Erscheint der Betroffene trotz ordnungsgemäßer Ladung nicht zum Hauptverhandlungstermin und wird sein Einspruch gegen den Bußgeldbescheid durch Urteil gem. § 74 Abs. 2 OWiG verworfen, so verletzt die Einspruchsverwerfung das Recht des Betroffenen auf Gewährung rechtlichen Gehörs, wenn seinem rechtzeitig gestellten Antrag auf Entbindung von der Pflicht zum persönlichen Erscheinen zu Unrecht nicht stattgegeben wurde (OLG Hamburg NZV 2018, 242 [Rinio]).
Anderes gilt allerdings in Missbrauchsfällen: Das OLG Oldenburg (NJW 2018, 641 = VRR 6/2018, 18 [Deutscher] = NZV 2018, 195 [Krenberger]) hat sich dem OLG Düsseldorf VRR 6/2017, 16 = StRR 6/2017, 19 [jew. Kroll] angeschlossen: Wurden in einem Verteidigerschriftsatz an das Bußgeldgericht die vom Verteidiger formulierten Erklärungen, die verklausuliert einen Antrag auf Entbindung des Betroffenen vom Erscheinen in der Bußgeldhauptverhandlung beinhalten, als wörtliche Rede des Betroffenen gekennzeichnet, stellt dies einen Missbrauch prozessualer Rechte dar, da dies verfahrensfremden oder verfahrenswidrigen Zwecken dient. Dieser "Kunstgriff" dient wesentlich dem Zweck, durch bewusst unklare und verklausulierte Formulierungen eine "Gehörsrügenfalle" zu schaffen. Mit seinem Antrag auf Zulassung der Rechtsbeschwerde kann der Betroffene daher nicht mit Erfolg rügen, das rechtliche Gehör sei verletzt, weil das Gericht seinen Entbindungsantrag nicht beschieden habe. Der Zulassungsantrag hat keinen Erfolg, da er wegen missbräuchlichen Verteidigerverhaltens unzulässig ist.

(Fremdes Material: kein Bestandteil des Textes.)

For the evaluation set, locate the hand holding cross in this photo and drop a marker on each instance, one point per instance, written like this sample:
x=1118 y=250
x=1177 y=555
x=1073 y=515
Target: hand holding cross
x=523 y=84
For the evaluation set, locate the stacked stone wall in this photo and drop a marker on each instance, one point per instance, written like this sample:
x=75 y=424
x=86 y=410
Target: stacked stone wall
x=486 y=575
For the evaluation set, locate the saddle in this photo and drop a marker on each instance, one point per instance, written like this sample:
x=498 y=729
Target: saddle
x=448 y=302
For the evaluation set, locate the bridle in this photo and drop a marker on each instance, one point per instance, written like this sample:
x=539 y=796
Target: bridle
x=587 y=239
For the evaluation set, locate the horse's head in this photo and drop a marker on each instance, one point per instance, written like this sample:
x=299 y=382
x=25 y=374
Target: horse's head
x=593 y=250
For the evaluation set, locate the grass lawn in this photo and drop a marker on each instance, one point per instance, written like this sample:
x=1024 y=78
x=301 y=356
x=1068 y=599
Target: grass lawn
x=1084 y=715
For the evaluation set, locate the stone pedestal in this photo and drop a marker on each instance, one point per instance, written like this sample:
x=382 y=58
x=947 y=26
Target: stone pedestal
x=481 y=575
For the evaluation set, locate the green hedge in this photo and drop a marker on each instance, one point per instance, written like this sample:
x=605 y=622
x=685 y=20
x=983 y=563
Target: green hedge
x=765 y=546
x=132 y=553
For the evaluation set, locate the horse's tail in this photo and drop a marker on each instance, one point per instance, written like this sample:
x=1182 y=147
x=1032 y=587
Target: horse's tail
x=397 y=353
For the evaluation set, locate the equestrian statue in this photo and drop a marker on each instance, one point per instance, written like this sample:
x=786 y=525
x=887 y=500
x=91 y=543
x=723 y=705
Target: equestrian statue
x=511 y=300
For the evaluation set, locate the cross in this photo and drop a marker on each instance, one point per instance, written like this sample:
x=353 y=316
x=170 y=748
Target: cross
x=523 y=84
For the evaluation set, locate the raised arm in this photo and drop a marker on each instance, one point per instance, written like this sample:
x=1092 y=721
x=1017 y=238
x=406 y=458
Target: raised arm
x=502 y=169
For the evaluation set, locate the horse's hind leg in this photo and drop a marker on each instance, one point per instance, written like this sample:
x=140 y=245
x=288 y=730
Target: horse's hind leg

Abschließende Literaturhinweise:
Aktuelle Rechtsprechung und praxisrelevante Fallkonstellationen zum Tatbegriff im Verkehrsrecht bei Fromm (zfs 2018, 309). Atemalkoholtests – Freiwilligkeit, Belehrungspflicht und Rechtsfolge bei fehlender Belehrung werden behandelt von Urbanczyk/Homann (DAR 2018, 402). Den Fahrlässigkeitstatbestand bei Drogenfahrten nach § 24a Abs. 3, 4 StVG erläutert Rebler (NZV 2018, 417). Zur Fahreigenschaft eines alkoholisierten, sich auf dem Beifahrersitz eines verunfallten Fahrschulwagens befindende und noch abbremsenden Fahrlehrers LG Münster (zfs 2018, 169 m. Anm. Krenberger = NZV 2018, 243 [Kerkmann]). Die Halterhaftung im ruhenden Verkehr nach § 25a StVG erläutert Krumm (NZV 2018, 310). Beim Eichschein handelt es sich um eine Urkunde, so dass eine Bezugnahme nach § 267 Abs. 1 S. 3 StPO ausscheidet (OLG Bamberg DAR 2018, 279). Dem alleinigen Geschäftsführer einer GmbH kann ein an ihn persönlich wegen Verkehrsordnungswidrigkeiten gerichteter Bußgeldbescheid unter der Adresse der Gesellschaft wirksam durch Einlegung in den Briefkasten zugestellt werden (VGH Mannheim NJW 2018, 2507 = DAR 2018, 467). Die Widerspruchslösung des BGH im verkehrsrechtlichen Ordnungswidrigkeitenverfahren erörtert Rebler (NZV 2018, 209). Zur Unzulässigkeit der Erzwingungshaft bei Zahlungsunfähigkeit AG Dortmund (DAR 2018, 396, zur Berechnung der Dauer LG Berlin StraFo 2018, 310 = NZV 2018, 388 [Sandherr]). Die Einziehung im OWi-Recht (§ 29a OWiG) beschreibt Rebler (DAR 2018, 411).